Implementing window functions in go-mysql-server

SQLREFERENCE
7 min read

Dolt is Git for Data, the first SQL database you can clone, fork, branch and merge. Its SQL engine is go-mysql-server. Our goal is to be a 100% compatible, drop-in replacement for MySQL, but we have a ways to go. Today we're excited to announce the newest piece of missing functionality: window functions!

What's a window function?

The simplest way to think of a window function is that it's like a group-by aggregate function, but it gets a value for every row in the result set, not just one value per grouping key.

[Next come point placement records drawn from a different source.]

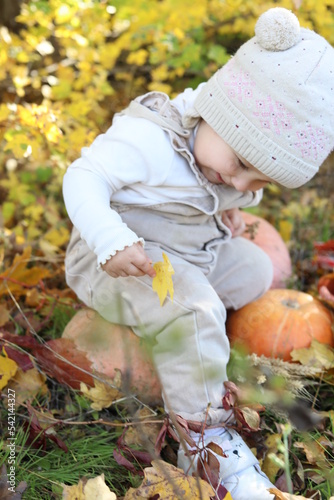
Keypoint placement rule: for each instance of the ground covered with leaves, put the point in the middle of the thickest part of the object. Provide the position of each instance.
(67, 432)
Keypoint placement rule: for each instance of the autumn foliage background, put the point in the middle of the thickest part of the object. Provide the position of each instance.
(65, 68)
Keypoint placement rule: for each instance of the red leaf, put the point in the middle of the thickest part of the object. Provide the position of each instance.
(222, 492)
(24, 341)
(72, 370)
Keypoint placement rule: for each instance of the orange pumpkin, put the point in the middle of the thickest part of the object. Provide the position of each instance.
(271, 242)
(280, 321)
(110, 347)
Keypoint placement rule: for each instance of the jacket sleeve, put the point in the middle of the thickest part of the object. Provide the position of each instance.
(115, 160)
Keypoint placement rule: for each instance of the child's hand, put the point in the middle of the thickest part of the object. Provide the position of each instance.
(132, 261)
(233, 220)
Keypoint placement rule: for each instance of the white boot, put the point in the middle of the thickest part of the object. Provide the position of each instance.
(239, 473)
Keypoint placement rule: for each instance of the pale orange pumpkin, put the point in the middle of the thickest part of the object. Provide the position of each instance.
(112, 347)
(280, 321)
(268, 238)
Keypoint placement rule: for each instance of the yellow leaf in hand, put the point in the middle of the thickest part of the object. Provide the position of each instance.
(8, 368)
(162, 283)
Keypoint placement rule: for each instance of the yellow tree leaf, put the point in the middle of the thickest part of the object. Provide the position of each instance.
(97, 488)
(94, 488)
(8, 368)
(4, 314)
(18, 275)
(165, 481)
(57, 237)
(162, 283)
(103, 394)
(279, 495)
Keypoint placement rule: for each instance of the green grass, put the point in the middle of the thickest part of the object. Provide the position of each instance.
(90, 453)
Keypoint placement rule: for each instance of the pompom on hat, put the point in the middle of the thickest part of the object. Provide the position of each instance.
(273, 102)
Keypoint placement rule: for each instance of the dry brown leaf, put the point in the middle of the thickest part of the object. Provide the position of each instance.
(62, 360)
(142, 434)
(315, 452)
(269, 466)
(103, 394)
(279, 495)
(318, 355)
(169, 483)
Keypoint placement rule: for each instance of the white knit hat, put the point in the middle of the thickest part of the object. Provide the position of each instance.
(273, 102)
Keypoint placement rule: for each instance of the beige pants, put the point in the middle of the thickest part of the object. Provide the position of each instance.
(190, 346)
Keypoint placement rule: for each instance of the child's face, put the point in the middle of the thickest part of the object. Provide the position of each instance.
(220, 164)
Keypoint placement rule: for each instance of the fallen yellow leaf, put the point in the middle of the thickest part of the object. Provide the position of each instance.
(92, 489)
(8, 368)
(18, 275)
(103, 394)
(169, 483)
(162, 283)
(279, 495)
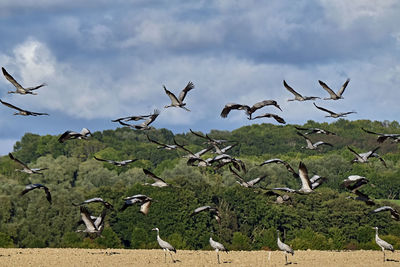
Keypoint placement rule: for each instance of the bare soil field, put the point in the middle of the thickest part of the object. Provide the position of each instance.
(125, 257)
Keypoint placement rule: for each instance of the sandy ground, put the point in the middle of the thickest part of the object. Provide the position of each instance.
(125, 257)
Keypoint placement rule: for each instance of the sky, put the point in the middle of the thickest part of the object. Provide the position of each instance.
(108, 59)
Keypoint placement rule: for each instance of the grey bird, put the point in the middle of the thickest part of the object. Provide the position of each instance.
(30, 187)
(93, 226)
(25, 168)
(249, 110)
(332, 94)
(161, 145)
(270, 115)
(285, 248)
(164, 245)
(96, 200)
(363, 157)
(314, 131)
(382, 243)
(383, 137)
(158, 182)
(144, 125)
(21, 111)
(333, 114)
(313, 146)
(19, 89)
(393, 213)
(67, 135)
(178, 101)
(143, 200)
(298, 96)
(218, 247)
(117, 163)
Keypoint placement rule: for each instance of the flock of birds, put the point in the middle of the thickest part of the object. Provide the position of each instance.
(95, 225)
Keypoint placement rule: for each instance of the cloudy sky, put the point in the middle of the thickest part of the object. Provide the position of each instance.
(105, 59)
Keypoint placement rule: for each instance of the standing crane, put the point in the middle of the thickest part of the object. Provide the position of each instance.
(218, 247)
(285, 248)
(165, 246)
(382, 243)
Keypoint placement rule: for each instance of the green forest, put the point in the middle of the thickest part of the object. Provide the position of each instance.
(325, 220)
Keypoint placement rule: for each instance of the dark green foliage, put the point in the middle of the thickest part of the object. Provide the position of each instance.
(326, 219)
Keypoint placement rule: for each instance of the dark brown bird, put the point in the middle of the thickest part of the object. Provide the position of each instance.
(19, 89)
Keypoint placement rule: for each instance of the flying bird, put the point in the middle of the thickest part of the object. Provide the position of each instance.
(92, 226)
(96, 200)
(298, 96)
(143, 200)
(314, 130)
(312, 146)
(116, 163)
(30, 187)
(26, 169)
(332, 94)
(19, 89)
(164, 245)
(285, 248)
(382, 243)
(158, 182)
(249, 110)
(247, 184)
(383, 137)
(144, 125)
(74, 135)
(161, 145)
(21, 111)
(218, 247)
(178, 101)
(270, 115)
(393, 213)
(333, 114)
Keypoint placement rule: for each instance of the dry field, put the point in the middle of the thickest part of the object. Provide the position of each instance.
(124, 257)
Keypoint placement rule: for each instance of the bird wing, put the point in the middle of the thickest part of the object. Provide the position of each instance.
(290, 89)
(341, 91)
(228, 107)
(185, 90)
(324, 109)
(256, 180)
(30, 187)
(270, 115)
(153, 176)
(171, 96)
(87, 220)
(11, 79)
(12, 106)
(356, 154)
(303, 173)
(18, 161)
(329, 90)
(259, 105)
(48, 195)
(152, 118)
(309, 143)
(144, 208)
(322, 143)
(237, 175)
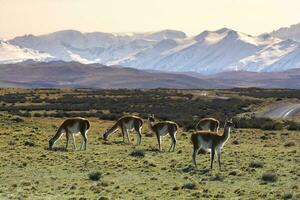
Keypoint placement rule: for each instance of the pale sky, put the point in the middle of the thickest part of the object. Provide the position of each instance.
(19, 17)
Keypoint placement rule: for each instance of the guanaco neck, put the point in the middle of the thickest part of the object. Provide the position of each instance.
(226, 133)
(150, 124)
(57, 134)
(112, 129)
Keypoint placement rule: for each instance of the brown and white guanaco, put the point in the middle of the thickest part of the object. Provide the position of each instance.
(210, 141)
(126, 124)
(71, 127)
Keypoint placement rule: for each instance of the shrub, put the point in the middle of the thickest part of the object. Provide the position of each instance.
(269, 176)
(95, 176)
(292, 126)
(190, 186)
(287, 196)
(259, 123)
(289, 144)
(255, 164)
(137, 153)
(17, 119)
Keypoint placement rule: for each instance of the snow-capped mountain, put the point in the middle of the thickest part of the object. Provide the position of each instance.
(292, 32)
(12, 54)
(169, 50)
(97, 47)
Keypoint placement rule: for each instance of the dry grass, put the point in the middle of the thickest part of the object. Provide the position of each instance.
(33, 172)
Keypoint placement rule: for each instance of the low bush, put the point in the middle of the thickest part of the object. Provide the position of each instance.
(269, 176)
(137, 153)
(95, 176)
(258, 123)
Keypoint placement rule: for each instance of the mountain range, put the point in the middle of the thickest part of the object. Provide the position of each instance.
(60, 74)
(207, 53)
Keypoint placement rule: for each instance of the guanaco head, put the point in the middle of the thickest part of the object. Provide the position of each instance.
(105, 134)
(151, 117)
(229, 123)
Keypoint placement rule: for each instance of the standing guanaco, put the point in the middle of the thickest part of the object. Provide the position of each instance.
(71, 127)
(126, 124)
(208, 124)
(210, 141)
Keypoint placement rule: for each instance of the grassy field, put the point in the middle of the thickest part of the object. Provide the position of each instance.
(256, 165)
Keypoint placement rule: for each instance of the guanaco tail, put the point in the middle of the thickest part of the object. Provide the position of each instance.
(71, 127)
(210, 141)
(208, 124)
(161, 129)
(126, 124)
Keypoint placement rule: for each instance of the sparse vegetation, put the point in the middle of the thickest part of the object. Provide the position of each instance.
(137, 153)
(258, 123)
(269, 176)
(95, 176)
(34, 172)
(255, 164)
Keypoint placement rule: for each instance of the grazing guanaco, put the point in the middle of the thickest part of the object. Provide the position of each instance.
(126, 124)
(71, 127)
(210, 141)
(161, 129)
(208, 124)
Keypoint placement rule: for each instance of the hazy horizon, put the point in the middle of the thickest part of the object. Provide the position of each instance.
(191, 16)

Like most things, this is easiest to explain with an example, which comes straight from the MySQL docs.

SELECT year, country, product, profit,
    SUM(profit) OVER() AS total_profit,
    SUM(profit) OVER(PARTITION BY country) AS country_profit
    FROM sales
    ORDER BY country, year, product, profit;
+------+---------+------------+--------+--------------+----------------+
| year | country | product    | profit | total_profit | country_profit |
+------+---------+------------+--------+--------------+----------------+
| 2000 | Finland | Computer   |   1500 |         7535 |           1610 |
| 2000 | Finland | Phone      |    100 |         7535 |           1610 |
| 2001 | Finland | Phone      |     10 |         7535 |           1610 |
| 2000 | India   | Calculator |     75 |         7535 |           1350 |
| 2000 | India   | Calculator |     75 |         7535 |           1350 |
| 2000 | India   | Computer   |   1200 |         7535 |           1350 |
| 2000 | USA     | Calculator |     75 |         7535 |           4575 |
| 2000 | USA     | Computer   |   1500 |         7535 |           4575 |
| 2001 | USA     | Calculator |     50 |         7535 |           4575 |
| 2001 | USA     | Computer   |   1200 |         7535 |           4575 |
| 2001 | USA     | Computer   |   1500 |         7535 |           4575 |
| 2001 | USA     | TV         |    100 |         7535 |           4575 |
| 2001 | USA     | TV         |    150 |         7535 |           4575 |
+------+---------+------------+--------+--------------+----------------+

So unlike a normal GROUP BY query that returns a single SUM for each grouping key, by using a window function you also retain access to the disaggregated row data. In this example, the clause OVER(PARTITION BY country) is roughly equivalent to GROUP BY country, except that we retain the individual result set rows. Most of the normal aggregate functions in MySQL can accept a window clause in this way.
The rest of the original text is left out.